Discussion in 'Buying Tips and Advice' started by J B, Dec 2, 2008.

  1. J B macrumors member

    Nov 8, 2008
    Recently a VMware Fusion add caught my attention and when i looked into it, it seemed pretty interesting...i have a 2.4 aluminum MacBook coming soon, and I've been looking for some cool software to ask for Christmas... My Q: what are the benefits of this program? I know what is does, but is it worth the $60? (btw im not an intense gamer at all)
  2. jon08 macrumors 68000

    Nov 14, 2008
    also, how does it compare with the latest Parallels (4.0)?
  3. robanga macrumors 68000


    Aug 25, 2007
    I like it a lot to run various Windows Programs that I need on a regular basis. It allows me to live my work life in OS X but still have quick access to Outlook and the workplace's enterprise systems. Really it all depends on what you need from Windows.

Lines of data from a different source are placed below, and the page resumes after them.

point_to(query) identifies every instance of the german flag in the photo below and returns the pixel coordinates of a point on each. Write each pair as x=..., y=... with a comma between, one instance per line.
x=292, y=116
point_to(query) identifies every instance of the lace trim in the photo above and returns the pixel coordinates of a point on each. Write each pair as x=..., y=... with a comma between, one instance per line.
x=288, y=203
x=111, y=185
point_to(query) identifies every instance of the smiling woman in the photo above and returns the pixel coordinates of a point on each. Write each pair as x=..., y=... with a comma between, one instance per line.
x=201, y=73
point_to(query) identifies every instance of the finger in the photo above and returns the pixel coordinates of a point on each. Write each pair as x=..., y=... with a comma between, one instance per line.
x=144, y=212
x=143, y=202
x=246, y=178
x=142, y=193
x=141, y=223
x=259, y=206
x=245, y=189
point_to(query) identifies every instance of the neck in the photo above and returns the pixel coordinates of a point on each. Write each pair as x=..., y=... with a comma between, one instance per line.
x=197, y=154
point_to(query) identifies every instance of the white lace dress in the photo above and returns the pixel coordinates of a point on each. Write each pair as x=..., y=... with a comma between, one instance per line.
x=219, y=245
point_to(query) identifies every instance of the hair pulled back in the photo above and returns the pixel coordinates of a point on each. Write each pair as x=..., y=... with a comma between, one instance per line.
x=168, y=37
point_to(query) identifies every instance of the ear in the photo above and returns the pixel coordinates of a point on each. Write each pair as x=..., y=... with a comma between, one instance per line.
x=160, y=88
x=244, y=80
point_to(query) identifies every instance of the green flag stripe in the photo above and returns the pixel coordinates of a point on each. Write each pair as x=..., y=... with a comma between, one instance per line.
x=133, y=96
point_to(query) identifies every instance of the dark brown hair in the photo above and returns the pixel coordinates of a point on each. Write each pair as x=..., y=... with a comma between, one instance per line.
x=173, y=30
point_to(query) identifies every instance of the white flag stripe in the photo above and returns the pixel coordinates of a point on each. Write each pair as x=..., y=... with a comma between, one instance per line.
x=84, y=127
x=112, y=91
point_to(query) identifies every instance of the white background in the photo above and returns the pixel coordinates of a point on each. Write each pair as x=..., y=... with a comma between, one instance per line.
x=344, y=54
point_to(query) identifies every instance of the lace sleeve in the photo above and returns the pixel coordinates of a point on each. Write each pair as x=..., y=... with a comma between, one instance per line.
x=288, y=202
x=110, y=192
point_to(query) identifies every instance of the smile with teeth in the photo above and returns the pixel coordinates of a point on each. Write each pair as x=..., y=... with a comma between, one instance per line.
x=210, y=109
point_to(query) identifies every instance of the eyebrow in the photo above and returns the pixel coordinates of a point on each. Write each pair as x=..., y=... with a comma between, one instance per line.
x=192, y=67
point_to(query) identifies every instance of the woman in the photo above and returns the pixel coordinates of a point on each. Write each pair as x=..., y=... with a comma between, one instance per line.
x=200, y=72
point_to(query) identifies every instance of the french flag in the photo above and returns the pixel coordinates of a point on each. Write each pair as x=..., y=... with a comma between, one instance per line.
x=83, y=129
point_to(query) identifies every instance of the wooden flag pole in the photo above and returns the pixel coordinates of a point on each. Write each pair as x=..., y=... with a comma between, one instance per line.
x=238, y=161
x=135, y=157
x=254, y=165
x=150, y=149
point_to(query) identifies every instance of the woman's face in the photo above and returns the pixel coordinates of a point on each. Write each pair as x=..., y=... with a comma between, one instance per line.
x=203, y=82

    I run VM as a virtualization layer that runs off my bootcamp partition. Its overall pretty speedy on a 2.0 Alum MacBook., when I need the fastest Windows experience I boot off the bootcamp, otherwise I stay within the VM window.
  4. techound1 macrumors 68000


    Mar 3, 2006
    Amazon has it for $39 and change right now...
  5. J B thread starter macrumors member

    Nov 8, 2008
    thanks, but i would be buying it definately after i get my MacBook, and probably after (or on) Christmas
  6. J B thread starter macrumors member

    Nov 8, 2008
    ooh ya, i just looked at that and it seemed even better than fusion... worth the extra $20
    and I assume VM Fusion can run Leopard and Vista/XP at the same time like fusion can?
  7. bigjnyc macrumors 603


    Apr 10, 2008
    the advantage is that you dont have restart your computer to jump into windows. If you dont mind restarting every time then just use the bootcamp program that comes with your computer already. If you want to be able to jump into windows as easily as launching an application then get VM Ware. I think thats basically what it comes down to.
  8. Tomorrow macrumors 604


    Mar 2, 2008
    Always a day away
    There is a little more to it than that.

    When you're running your Windows installation as a virtual machine, you're doing so within OS X, so both OS's are essentially running at the same time. You can also share files between the two - if you're using a VM to run a Windows program (someone in the thread mentioned Outlook; I'll use that as an example), you can then move files back and forth between the two OS's. In this example, you can receive an email with an attachment in Outlook running under Windows, then save and open the attachment in OS X.
  9. SnowLeopard2008 macrumors 604


    Jul 4, 2008
    Silicon Valley
    Fusion let's you emulate over 60 OSes right on top of your Mac. You can run multiple VMs (each emulated OS is called a VM) at the same time. Parallels Desktop 4 also does this, and imho, albeit in a much smoother style.
  10. rogersmj macrumors 68020


    Sep 10, 2006
    Indianapolis, IN
    I have both Parallels and VMWare Fusion, and I prefer Fusion. Both work fine, but I have fewer problems with VMWare. Its Unity mode is superior to Parallels' Coherence, and not once has VMWare's networking crapped out on me -- I've had to reinstall Parallels at least once a month because it just stops passing the network connection through to Windows.
  11. drichards macrumors 6502a


    Nov 30, 2008
    I've had a direct opposite experience from mrogers, and found parallels significantly more reliable and less resource intensive (especially in new version 4) than vmware. My vmware bit the dust twice, and Parallels has always been strong. I run Parallels nearly constantly for GM's software and some other things.

    Depending on what you want to do, you may want to look into Crossover and Crossover Games. I also run these; crossover is a Wine based project, but offers a much easier interface than standard darwine installations and comes with great support. It won't run all windows software, but its great for games that don't rely on directx and most office software... though Office 2008 should be sufficient for most people.